“Dmitri Ivanovich Mendeleev (1834-1907) a Russian chemist who created the periodic table of elements. The table went on to have the same transformative effect on the world of science as the invention of electricity.
Popular myth also credits Mendeleev with the invention of vodka. It is believed that prior to Mendeleev alcohol content in vodka was largely random, whereas he was the first to calculate the optimum figure of 40 percent. The rest, as they say, is history.
Mendeleev himself did not consider himself to be a chemist. And rightly so. Back in those years the word “chemist” was synonymous to conman and the expression “to do chemistry” (khimichit in Russian) meant to dupe, to cheat.
Mendeleev had his fingers in many pies. He made leather trunks, he invented smokeless powder, he advised tsar’s ministers, he flew in a hot-air balloon, and he even taught famous poet Aleksandr Blok how to write poetry.
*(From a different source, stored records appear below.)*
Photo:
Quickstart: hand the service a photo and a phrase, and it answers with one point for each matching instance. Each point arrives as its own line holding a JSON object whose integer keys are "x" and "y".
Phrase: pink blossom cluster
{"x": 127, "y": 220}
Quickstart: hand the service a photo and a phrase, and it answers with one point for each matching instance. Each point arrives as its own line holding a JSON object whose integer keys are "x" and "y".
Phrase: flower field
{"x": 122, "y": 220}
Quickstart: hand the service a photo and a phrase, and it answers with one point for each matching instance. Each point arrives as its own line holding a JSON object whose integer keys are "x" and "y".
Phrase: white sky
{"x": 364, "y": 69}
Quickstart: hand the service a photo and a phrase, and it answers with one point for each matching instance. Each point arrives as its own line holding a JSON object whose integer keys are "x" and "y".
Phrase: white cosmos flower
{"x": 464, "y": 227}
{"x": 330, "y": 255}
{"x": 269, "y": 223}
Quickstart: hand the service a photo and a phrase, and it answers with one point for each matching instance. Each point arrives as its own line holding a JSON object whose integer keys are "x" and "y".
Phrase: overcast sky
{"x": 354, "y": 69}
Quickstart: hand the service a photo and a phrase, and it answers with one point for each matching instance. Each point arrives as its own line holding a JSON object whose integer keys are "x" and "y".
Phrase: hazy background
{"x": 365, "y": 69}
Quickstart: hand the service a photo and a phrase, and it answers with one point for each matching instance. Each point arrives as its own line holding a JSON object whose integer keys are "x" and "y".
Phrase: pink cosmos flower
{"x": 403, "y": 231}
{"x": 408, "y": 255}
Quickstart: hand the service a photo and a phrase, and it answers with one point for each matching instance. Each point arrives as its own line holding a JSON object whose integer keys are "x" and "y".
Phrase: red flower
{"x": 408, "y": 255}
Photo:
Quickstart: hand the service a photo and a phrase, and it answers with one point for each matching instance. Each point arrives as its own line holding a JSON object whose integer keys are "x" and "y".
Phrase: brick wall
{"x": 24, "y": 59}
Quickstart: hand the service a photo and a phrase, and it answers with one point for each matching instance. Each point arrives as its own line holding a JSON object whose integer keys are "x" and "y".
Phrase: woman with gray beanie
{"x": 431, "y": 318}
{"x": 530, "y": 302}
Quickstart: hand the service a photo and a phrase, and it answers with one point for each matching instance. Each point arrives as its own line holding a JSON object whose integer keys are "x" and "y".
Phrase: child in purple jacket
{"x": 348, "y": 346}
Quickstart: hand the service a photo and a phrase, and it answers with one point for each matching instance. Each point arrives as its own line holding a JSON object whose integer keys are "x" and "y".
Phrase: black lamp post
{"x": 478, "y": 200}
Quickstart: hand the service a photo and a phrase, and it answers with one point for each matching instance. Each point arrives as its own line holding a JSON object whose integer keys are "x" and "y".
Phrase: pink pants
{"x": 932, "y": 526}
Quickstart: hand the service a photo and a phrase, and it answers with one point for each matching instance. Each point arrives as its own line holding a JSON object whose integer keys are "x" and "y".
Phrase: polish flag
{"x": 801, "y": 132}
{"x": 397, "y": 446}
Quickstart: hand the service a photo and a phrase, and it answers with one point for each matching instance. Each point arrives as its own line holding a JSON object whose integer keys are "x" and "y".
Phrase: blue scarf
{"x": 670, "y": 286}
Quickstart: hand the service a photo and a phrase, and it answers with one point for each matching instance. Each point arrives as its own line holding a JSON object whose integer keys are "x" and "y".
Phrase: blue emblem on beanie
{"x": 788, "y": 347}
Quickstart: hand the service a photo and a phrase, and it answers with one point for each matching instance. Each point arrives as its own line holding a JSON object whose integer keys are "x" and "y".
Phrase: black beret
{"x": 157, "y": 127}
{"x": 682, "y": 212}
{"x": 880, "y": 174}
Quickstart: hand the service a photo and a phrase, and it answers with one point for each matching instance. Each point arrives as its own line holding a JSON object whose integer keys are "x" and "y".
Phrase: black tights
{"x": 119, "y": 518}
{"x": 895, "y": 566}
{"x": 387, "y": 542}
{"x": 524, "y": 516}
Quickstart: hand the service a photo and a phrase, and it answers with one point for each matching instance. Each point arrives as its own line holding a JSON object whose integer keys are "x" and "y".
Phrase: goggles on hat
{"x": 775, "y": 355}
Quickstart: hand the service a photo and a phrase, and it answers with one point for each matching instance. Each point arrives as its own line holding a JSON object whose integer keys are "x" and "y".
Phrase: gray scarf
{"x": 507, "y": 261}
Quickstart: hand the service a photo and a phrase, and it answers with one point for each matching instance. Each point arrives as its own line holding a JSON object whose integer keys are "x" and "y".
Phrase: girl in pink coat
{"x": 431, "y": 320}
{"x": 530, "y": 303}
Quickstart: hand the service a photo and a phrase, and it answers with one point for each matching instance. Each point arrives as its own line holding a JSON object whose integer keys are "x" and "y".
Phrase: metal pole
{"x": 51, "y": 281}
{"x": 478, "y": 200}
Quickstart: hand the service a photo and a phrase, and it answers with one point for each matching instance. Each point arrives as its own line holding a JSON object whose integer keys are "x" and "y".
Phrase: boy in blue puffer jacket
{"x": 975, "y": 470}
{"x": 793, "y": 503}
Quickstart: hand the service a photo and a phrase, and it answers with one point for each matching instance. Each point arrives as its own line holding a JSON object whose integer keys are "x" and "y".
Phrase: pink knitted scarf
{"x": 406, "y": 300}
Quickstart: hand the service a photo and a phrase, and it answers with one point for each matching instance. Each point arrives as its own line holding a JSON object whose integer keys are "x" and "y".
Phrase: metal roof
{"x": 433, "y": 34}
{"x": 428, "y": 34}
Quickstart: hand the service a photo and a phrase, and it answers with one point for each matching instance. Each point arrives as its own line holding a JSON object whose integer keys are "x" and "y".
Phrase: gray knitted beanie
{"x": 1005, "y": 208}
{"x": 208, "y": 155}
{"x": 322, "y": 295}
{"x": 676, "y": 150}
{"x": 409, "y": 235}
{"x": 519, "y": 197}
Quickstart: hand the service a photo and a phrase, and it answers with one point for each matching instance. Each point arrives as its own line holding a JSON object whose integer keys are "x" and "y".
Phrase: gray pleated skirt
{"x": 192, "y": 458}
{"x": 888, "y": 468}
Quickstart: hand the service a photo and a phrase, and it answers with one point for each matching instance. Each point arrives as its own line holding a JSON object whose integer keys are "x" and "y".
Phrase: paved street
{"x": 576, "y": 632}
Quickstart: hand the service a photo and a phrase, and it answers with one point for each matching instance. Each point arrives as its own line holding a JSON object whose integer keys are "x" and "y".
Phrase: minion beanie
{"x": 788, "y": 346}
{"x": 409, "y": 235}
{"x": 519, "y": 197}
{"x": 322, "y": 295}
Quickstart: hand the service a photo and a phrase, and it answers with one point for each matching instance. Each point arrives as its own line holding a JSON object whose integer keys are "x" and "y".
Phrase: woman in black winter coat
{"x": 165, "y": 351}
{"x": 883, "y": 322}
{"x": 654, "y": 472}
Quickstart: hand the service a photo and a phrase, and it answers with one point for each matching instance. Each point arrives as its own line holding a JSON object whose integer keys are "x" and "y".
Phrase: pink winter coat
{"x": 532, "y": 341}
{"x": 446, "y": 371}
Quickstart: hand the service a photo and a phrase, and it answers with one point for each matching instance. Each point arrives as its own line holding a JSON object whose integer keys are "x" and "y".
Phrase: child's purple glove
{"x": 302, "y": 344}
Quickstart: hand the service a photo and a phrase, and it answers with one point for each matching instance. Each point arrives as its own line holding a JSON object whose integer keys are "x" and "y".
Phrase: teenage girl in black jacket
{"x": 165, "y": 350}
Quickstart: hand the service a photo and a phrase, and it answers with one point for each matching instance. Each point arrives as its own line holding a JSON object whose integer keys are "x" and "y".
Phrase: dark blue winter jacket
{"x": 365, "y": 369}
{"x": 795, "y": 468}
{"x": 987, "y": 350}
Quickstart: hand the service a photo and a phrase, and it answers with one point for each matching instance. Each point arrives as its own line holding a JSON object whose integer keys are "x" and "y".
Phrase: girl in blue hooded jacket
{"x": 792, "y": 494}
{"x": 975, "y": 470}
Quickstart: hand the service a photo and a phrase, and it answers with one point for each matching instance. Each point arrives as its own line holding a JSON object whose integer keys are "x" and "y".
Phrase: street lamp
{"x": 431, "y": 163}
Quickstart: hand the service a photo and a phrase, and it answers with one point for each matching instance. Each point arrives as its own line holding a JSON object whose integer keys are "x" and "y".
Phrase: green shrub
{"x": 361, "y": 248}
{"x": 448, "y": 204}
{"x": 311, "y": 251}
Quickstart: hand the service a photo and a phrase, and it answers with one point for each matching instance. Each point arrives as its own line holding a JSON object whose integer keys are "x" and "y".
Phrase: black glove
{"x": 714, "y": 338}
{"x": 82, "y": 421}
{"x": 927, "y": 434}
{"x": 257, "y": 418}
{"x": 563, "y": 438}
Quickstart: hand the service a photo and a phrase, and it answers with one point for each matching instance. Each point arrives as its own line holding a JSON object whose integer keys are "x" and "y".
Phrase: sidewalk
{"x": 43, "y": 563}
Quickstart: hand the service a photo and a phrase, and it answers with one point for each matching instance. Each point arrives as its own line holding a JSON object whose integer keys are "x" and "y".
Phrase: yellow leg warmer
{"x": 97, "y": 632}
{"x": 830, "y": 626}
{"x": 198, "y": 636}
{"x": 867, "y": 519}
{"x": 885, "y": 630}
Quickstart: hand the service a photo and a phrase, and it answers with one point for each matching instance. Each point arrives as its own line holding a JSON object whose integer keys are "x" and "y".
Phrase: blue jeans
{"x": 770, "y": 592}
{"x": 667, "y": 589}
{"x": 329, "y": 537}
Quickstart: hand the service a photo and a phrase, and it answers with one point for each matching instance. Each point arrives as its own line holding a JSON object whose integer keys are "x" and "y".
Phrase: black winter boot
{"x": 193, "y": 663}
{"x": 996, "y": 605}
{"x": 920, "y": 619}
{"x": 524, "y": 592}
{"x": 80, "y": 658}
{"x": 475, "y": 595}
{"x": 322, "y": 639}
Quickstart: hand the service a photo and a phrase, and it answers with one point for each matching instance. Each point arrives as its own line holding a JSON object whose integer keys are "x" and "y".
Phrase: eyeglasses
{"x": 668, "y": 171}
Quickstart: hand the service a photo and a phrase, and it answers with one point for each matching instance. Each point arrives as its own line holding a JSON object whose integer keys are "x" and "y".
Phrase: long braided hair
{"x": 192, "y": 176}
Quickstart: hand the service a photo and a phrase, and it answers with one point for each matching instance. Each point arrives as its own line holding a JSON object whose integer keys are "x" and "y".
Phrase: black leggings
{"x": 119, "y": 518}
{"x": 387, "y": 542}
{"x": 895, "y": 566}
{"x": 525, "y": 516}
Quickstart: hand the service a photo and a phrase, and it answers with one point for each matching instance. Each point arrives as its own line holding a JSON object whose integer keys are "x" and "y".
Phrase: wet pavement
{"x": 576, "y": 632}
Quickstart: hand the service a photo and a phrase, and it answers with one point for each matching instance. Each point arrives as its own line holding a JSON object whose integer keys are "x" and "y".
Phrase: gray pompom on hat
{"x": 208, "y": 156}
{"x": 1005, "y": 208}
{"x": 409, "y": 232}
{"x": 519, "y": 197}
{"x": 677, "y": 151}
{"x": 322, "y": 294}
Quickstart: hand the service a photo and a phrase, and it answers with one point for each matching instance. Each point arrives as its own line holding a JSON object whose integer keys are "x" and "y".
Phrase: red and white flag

When Blok came to ask Mendeleev’s permission to marry his daughter Lyuba, Dmitri Ivanovich sat him down on a sofa and began reading Pyort Yershov’s “The Humpbacked Horse” to him, as if trying to impress Blok with the idea of what true poetry should be like.
The story with the hot-air balloon went as follows: Mendeleev decided to observe a solar eclipse from a hot-air balloon called Russky. He was supposed to be accompanied by a lieutenant Kovanko. It was an overcast day, with a miserable drizzle coming down from the sky.